Wednesday, February 13, 2013

The Mausoleum of Galla Placidia

Galla Placidia was a Roman princess who married a barbarian king, a real-life romance novel plot that, alas, was probably much more politics than romance. Galla Placadia (392-450) had about the most impressive pedigree in history. She was the daughter of one Roman emperor (Theodosius I) and the granddaughter, through her mother, of another (Valentinian I). She was also the half sister of two other emperors, Arcadius and Honorius. What's more, she spent much of her youth in the household of the great general Stilicho, remembered by some as the "last of the true Romans."

In 408, her worthless brother Honorius had Stilicho executed, and began rounding up and slaughtering the families of Stilicho's followers. Those followers had been defending Italy against the Visigothic King Alaric I. When their own emperor began trying to exterminate them, they promptly switched sided and joined Alaric.

This left nobody to defend Italy, and Alaric promptly marched in and besieged Rome. After a year of back and forth negotiations, Alaric got tired of Honorius' diplomatic intrigues and ordered his men to storm the city. Rome, the city that bestrode the world, was sacked by the barbarian armies on August 24, 410.
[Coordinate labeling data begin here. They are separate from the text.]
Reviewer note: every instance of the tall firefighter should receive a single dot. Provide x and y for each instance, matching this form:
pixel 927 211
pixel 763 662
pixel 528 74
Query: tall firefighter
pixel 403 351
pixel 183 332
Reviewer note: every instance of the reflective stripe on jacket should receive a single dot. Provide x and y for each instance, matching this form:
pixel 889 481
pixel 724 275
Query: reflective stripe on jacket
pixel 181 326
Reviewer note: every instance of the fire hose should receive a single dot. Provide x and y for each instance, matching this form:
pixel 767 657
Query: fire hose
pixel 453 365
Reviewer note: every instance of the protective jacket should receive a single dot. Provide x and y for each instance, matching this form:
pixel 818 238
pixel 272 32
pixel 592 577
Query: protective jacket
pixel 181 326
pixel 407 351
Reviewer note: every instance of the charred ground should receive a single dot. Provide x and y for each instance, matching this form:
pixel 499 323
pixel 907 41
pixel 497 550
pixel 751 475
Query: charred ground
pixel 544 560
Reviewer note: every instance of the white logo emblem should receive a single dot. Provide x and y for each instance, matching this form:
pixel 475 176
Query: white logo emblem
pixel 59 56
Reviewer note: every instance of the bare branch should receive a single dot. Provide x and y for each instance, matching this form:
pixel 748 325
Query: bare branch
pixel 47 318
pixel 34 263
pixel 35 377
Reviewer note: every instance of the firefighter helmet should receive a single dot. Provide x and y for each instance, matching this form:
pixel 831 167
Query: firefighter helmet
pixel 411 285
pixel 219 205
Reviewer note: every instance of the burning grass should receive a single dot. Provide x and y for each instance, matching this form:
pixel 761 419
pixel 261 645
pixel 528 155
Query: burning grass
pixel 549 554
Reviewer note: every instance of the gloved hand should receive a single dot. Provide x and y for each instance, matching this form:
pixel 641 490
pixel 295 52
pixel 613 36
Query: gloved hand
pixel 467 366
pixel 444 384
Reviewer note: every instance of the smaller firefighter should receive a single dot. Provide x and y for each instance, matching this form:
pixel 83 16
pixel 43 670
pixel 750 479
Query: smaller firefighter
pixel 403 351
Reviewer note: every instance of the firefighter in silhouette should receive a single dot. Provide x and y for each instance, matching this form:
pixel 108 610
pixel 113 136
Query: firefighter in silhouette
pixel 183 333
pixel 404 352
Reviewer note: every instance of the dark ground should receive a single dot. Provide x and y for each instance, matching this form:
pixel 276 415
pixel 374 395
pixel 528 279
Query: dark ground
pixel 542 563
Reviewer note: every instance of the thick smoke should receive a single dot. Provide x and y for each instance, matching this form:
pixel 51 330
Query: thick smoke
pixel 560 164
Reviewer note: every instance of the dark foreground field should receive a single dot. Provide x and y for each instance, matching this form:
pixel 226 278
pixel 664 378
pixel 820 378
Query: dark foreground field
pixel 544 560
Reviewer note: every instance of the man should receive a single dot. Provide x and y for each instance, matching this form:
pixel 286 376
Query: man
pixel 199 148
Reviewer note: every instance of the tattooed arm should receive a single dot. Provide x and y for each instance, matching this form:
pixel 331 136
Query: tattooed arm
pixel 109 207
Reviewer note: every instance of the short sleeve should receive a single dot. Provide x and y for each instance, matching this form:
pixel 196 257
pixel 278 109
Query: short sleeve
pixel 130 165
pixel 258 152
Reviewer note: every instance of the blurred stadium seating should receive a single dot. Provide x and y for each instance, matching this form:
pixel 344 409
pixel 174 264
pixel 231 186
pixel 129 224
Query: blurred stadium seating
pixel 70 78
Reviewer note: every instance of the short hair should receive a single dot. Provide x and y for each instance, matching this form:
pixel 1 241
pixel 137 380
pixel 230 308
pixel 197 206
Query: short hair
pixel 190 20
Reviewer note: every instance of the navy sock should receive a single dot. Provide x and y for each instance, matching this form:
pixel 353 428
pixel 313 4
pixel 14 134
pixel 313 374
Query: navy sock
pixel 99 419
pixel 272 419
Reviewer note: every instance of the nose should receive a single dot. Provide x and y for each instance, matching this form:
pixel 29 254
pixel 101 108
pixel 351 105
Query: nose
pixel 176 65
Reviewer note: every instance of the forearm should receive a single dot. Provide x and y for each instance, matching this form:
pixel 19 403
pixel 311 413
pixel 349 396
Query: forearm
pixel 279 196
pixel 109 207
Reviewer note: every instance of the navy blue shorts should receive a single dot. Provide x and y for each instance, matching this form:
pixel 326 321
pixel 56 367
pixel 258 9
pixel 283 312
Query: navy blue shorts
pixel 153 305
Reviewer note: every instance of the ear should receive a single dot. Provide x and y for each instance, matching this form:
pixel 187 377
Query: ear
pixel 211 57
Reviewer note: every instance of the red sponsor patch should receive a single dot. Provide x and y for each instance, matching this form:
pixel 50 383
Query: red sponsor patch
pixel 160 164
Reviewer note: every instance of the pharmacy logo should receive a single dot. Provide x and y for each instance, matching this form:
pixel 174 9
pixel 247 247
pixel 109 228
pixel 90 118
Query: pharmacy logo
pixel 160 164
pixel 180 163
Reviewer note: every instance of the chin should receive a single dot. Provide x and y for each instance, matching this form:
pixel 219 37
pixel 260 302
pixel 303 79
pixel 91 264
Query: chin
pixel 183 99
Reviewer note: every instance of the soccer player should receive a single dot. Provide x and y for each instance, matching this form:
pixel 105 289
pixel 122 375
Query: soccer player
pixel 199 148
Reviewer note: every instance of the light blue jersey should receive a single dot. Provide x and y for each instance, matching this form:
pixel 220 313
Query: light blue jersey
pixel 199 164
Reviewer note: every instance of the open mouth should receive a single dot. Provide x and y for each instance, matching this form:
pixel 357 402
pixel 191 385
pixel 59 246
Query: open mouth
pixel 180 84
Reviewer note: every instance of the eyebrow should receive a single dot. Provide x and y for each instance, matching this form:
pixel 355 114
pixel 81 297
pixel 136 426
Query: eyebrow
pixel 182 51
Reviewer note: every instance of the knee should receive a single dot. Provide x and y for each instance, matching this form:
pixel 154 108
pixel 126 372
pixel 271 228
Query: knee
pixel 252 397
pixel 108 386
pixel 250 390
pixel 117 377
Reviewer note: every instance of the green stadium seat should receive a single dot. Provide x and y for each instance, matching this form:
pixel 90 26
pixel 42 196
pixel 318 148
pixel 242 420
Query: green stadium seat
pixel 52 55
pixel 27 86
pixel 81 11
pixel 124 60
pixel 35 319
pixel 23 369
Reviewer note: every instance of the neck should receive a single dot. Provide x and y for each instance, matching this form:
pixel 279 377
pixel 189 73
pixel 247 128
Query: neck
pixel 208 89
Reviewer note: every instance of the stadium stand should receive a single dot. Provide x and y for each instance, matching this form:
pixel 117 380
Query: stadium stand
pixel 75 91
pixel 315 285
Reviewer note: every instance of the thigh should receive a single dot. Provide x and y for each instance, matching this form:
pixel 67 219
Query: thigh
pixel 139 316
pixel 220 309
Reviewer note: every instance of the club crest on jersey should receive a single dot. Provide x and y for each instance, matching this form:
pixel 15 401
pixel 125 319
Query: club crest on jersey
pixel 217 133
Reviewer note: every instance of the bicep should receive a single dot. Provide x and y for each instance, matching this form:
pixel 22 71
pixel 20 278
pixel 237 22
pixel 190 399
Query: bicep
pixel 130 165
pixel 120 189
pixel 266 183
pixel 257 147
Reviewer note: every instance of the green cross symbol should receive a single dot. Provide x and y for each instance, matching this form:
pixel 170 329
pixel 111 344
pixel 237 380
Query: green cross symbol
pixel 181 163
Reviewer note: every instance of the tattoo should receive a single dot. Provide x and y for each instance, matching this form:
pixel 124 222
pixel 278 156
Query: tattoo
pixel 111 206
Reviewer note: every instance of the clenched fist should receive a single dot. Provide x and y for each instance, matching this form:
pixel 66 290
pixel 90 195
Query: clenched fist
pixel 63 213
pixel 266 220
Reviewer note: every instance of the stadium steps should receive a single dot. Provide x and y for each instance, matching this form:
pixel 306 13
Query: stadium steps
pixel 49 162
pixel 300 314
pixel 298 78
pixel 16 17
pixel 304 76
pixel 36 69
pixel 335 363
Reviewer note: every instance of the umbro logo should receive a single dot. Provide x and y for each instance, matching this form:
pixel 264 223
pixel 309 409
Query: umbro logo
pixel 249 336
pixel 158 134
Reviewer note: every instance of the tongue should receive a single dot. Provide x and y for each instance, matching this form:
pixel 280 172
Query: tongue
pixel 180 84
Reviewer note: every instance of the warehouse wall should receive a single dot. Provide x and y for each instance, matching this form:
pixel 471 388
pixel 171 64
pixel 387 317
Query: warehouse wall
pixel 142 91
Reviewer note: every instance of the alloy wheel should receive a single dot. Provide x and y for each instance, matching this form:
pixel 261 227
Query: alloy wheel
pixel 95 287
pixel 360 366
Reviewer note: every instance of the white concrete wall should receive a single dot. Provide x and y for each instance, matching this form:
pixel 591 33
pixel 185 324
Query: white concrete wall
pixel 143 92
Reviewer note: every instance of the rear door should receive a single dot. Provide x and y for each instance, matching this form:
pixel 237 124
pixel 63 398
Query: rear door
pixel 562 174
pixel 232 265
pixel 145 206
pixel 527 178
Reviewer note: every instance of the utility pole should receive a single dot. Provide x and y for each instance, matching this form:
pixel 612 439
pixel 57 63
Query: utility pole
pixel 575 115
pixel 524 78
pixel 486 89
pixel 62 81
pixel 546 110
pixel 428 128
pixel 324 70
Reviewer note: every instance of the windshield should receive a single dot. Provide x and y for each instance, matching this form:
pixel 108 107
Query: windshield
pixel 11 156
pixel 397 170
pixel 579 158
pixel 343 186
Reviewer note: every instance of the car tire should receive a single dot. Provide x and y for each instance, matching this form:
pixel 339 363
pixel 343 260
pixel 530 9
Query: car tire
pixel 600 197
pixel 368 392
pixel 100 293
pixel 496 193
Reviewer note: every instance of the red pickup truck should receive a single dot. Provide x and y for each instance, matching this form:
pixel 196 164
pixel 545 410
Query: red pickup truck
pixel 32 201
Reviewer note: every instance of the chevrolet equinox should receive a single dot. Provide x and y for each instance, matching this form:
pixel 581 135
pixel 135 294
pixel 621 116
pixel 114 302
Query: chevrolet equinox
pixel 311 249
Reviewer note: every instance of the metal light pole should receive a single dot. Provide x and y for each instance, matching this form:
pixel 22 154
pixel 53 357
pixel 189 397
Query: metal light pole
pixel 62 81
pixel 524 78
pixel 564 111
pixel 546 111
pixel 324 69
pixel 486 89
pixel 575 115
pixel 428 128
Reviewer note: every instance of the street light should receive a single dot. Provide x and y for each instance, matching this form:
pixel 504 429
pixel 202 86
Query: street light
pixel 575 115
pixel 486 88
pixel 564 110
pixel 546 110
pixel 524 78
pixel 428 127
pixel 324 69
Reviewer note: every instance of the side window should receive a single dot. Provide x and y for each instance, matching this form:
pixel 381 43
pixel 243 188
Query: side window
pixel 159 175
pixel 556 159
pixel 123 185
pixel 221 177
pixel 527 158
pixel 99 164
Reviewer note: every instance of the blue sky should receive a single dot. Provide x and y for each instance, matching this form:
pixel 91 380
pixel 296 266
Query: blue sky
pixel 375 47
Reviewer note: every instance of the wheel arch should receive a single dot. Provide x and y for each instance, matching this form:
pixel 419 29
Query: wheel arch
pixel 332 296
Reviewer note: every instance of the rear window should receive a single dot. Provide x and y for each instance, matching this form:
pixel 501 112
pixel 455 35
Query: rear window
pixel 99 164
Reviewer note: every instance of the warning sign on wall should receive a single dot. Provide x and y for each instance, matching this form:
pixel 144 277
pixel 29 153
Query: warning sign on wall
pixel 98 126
Along with a vast horde of other booty, the Visigoths seized Galla Placidia. As part of the attempts to make peace that followed the sack, she was married to Alaric's brother Ataulf, probably in early 414 at Narbonne in Gaul. Alaric died soon after, and Ataulf became king of the Visigoths. Ataulf and Galla Placidia had at least one son, Theodosius, but he died very young.

Ataulf  rather foolishly included a man among his bodyguard a man who was the sworn follower of a chieftain Ataulf had once murdered; various accounts name this man either "Dubius" or "Eberwolf." Dubius/Eberwolf assassinated Ataulf in 415. After a frightening interlude as an unprotected woman in the midst of a Visigothic civil war, Galla Placidia was traded to the Romans for a large shipment of food and made her way back to Italy.

That meant returning to her awful brother Honorius. He promptly married her to the future Constantius III (so now she was married to an emperor) and they had several children, including the future emperor Valentinian III (so she was also the mother of an emperor). Valentinian became emperor as a child, and from 425 to 437 Galla Placidia was regent of the western empire. Not that there was much left of the western empire in 425, other than Italy and some islands, but still, regent of the Roman Empire is nothing to sneeze at.

Given this family and career, you can imagine that when Galla Placidia died in 450 she received an extraordinary funeral. She was interred in this amazing little mausoleum at Ravenna with its extraordinary mosaics, one of the most beautiful survivals of the fifth century.